CONTEXT: The classic androgen synthesis pathway proceeds via DHEA, androstenedione and testosterone to 5α-dihydrotestosterone (DHT). However, DHT synthesis can also be achieved by an alternative pathway originating from 17α-hydroxyprogesterone (17OHP), which accumulates in congenital adrenal hyperplasia (CAH). Similarly, recent work has highlighted androstenedione-derived 11-oxygenated 19-carbon steroids as active androgens and, in CAH, androstenedione is generated directly from 17OHP. The exact contribution of alternative pathway activity to androgen excess in CAH and its response to glucocorticoid therapy is unknown.
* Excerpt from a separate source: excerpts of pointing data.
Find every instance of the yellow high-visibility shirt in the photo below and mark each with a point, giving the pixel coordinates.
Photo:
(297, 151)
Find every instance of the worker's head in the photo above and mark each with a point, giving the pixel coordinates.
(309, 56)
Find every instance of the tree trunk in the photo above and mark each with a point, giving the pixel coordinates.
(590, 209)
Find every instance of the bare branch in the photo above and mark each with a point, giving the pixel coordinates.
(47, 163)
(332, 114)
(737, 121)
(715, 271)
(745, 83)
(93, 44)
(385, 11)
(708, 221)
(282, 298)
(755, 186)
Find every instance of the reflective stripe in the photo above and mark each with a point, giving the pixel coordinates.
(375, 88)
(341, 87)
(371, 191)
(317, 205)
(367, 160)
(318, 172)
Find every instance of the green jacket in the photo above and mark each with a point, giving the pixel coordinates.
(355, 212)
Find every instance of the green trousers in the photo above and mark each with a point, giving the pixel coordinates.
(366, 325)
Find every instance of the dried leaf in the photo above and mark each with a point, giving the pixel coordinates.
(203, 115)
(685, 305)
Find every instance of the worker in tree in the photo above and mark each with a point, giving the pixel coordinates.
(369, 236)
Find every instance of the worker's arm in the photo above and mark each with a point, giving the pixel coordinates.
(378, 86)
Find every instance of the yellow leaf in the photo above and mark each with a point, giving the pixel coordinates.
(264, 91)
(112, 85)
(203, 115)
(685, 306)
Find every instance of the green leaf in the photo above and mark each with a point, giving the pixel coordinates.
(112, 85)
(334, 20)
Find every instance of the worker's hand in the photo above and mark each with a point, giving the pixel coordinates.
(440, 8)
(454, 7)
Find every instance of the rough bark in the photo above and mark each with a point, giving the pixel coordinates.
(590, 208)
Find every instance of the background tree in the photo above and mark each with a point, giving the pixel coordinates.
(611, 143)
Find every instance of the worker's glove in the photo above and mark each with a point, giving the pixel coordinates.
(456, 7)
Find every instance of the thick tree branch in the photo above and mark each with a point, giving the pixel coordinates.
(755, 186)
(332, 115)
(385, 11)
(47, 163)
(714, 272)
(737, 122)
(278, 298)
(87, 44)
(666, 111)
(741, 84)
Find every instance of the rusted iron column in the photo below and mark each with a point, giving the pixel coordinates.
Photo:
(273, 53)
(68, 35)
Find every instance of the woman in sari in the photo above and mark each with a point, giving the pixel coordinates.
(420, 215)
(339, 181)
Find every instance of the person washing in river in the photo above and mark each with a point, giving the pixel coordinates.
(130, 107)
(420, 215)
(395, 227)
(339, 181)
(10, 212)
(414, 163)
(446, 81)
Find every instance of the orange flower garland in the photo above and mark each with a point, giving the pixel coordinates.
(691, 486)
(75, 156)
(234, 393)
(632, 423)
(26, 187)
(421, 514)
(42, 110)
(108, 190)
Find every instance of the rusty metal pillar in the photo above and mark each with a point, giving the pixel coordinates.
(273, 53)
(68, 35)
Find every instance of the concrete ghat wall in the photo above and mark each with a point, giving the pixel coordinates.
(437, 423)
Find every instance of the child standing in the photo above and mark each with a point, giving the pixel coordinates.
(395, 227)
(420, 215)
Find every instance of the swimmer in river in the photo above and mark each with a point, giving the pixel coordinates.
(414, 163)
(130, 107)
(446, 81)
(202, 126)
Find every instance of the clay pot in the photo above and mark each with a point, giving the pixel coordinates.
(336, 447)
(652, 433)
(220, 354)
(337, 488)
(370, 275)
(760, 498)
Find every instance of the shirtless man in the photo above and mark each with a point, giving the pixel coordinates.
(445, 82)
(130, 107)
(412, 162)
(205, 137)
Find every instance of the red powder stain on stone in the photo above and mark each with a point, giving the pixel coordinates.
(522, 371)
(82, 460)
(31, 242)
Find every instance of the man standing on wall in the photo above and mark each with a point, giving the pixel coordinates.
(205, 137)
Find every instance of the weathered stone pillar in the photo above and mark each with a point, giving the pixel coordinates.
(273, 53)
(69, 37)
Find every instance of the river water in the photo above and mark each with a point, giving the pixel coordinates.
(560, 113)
OBJECTIVE: We sought to quantify classic and alternative pathway-mediated androgen synthesis in CAH, their diurnal variation and their response to conventional glucocorticoid (GC) therapy and modified release hydrocortisone. METHODS: We employed urinary steroid metabolome profiling by gas chromatography-mass spectrometry for 24-h steroid excretion analysis, studying the impact of conventional GCs (hydrocortisone, prednisolone, dexamethasone) in 55 adults with CAH and 60 controls. We studied diurnal variation in steroid excreton by comparing 8-hourly collections (23:00-7:00h, 7:00-15:00h, 15:00-23:00h) in 16 CAH patients on conventional glucocorticoids and during six months of treatment with modified release hydrocortisone, Chronocort. RESULTS: CAH patients on conventional GCs showed low excretion of classic pathway androgen metabolites but excess excretion of the alternative pathway signature metabolites 3α,5α-17-hydroxypregnanolone and 11β-hydroxyandrosterone. Chronocort reduced 17OHP and alternative pathway metabolite excretion to near normal levels more consistently than other GC preparations. CONCLUSIONS: Alternative pathway mediated androgen synthesis significantly contributes to androgen excess in CAH. Chronocort therapy appears superior to conventional GC therapy in controlling androgen synthesis via alternative pathways through attenuation of their major substrate, 17OHP.